In Italien konnte dagegen in den vergangenen 20 Jahren kein realer
Einkommenszuwachs beobachtet werden. Ein wichtiger Grund für den Erfolg
Deutschlands scheint zu sein, dass der Kurs der D-Mark und seit 1999 der
Kurs der nur noch virtuellen D-Mark nur gering schwankte.
Hierbei lohnt
sich ein Vergleich zwischen Deutschland und Japan. Die
Industriestruktur beider Länder ist ähnlich, ebenso die Abhängigkeit vom
Export, und die Leistungsbilanzüberschüsse sind jeweils hoch. Seit 1991
hat die reale handelsgewichtete D-Mark um knapp 9 % abgewertet, der
reale handelsgewichtete Yen sogar um mehr als 20 %. Beide
Wirtschaftsräume haben somit an Wettbewerbsfähigkeit gewonnen.
Die D-Mark war jedoch mit einer Schwankungsbreite von nur 2,4 % kaum volatil, während der japanische Yen mit einer Volatilität von 9 % deutlich stärker schwankte. Zudem erfuhr der japanische Yen in Krisenzeiten immer eine starke Aufwertung, da japanische Investoren ihr Geld nicht mehr im Ausland anlegten, sondern es zurückholten. Darüber hinaus verstärkte der Leistungsbilanzüberschuss in diesen Phasen noch die Aufwertungstendenz. Hätte die D-Mark in diesem Zeitraum als völlig freier Wechselkurs existiert, hätte sie wahrscheinlich in Krisenzeiten im Gleichschritt mit dem Yen stark aufgewertet.
Die Finanzmarktkrise 2008 ist ein gutes Beispiel, um den Schaden der hohen Yen-Volatilität zu zeigen. So war laut einer Studie Japan bis zur Finanzmarktkrise der weltweit größte Exporteur von elektronischen Bauteilen und Komponenten wie Mikroprozessoren und Flatscreens. Seitdem haben jedoch Taiwan und Südkorea Japan überholt und exportierten 2017 sogar jeweils das doppelte Volumen wie Japan.
Zwischen Juni 2007 und September 2012 wertete der japanische Yen gegenüber dem US-Dollar um 45 % auf. Da der internationale Handel von elektronischen Bauteilen und Komponenten in US-Dollar fakturiert wird und ein intensiver internationaler Preiswettbewerb herrscht, mussten die japanischen Exporteure ihre Preise in Yen massiv senken, um international wettbewerbsfähig zu bleiben.
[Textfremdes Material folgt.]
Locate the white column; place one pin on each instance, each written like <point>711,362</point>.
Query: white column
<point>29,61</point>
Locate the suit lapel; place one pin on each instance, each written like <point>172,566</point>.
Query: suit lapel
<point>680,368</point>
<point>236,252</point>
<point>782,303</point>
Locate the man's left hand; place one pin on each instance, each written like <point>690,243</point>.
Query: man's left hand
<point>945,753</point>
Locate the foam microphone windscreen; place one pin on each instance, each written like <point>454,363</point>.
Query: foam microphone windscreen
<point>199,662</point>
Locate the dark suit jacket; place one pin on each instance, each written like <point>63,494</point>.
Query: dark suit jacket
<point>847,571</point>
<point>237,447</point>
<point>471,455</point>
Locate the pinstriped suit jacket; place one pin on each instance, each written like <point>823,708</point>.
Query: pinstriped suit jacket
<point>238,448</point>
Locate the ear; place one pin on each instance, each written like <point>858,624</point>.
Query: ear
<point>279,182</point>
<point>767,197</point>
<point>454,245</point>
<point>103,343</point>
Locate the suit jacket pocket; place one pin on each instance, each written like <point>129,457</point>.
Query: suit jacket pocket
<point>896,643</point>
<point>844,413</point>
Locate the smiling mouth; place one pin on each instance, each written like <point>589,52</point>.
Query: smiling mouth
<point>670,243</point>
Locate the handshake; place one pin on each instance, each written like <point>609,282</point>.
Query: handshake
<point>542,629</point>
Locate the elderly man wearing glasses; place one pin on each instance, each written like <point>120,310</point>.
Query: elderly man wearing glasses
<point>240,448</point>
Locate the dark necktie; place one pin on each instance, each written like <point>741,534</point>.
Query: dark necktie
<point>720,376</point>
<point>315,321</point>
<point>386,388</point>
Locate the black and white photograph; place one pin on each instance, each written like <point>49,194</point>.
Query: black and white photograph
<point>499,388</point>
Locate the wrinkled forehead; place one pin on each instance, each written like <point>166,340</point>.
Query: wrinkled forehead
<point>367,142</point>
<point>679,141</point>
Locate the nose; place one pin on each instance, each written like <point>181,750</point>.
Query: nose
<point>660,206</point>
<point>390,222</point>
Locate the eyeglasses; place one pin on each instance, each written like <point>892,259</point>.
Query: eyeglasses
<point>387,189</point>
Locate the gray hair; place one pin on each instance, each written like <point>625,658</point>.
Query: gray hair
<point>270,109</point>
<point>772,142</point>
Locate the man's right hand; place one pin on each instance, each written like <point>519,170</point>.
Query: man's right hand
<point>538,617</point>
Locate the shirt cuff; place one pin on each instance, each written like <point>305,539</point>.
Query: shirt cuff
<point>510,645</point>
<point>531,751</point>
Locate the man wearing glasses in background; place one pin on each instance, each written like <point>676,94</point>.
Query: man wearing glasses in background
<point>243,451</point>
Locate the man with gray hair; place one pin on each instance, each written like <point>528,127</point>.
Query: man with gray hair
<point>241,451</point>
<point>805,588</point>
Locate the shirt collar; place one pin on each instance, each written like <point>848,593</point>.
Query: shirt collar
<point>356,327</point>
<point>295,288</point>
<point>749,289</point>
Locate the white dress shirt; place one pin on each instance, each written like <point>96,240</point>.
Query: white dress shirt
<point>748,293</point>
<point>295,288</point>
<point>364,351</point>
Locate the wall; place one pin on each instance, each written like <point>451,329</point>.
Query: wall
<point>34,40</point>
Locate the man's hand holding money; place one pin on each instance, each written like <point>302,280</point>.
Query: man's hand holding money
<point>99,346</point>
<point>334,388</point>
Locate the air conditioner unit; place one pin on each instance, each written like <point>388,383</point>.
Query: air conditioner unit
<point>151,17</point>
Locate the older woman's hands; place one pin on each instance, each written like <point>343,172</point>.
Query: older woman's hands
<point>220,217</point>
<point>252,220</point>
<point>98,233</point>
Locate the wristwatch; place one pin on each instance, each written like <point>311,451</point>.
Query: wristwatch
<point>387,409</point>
Insgesamt schlug ein Rückgang der Exportpreise mit 42 % zu Buche, während die geschätzten inländischen Kosten nur um etwa 20 % fielen. Die Folge war ein massiver Gewinneinbruch bei den japanischen Exporteuren, die sich damit nicht mehr die notwendigen Investitionen leisten konnten, um mit dem hohen internationalen Innovationstempo in diesem Marktsegment Schritt halten zu können. Es kam zu einem dramatischen Verlust an Wettbewerbsfähigkeit.
Die hohe Yen-Volatilität hat somit eine ganze Industrie in Japan
zerstört, die kaum noch Chancen hat, in den kommenden Jahren wieder
technologisch aufzuholen. Darüber hinaus zeigt ein Vergleich der
Industrieproduktion seit 1991 den langfristigen Schaden: In Japan liegt
die Industrieproduktion immer noch knapp 10 % unterhalb des Niveaus von
1991, während sie in Deutschland 25 % über dem Niveau liegt.
Wechselkurse sind nun einmal kein Mechanismus, der fundamentale
Ungleichgewichte wieder in Einklang bringt, sondern Spielball
überwiegend irrationaler internationaler Kapitalflüsse.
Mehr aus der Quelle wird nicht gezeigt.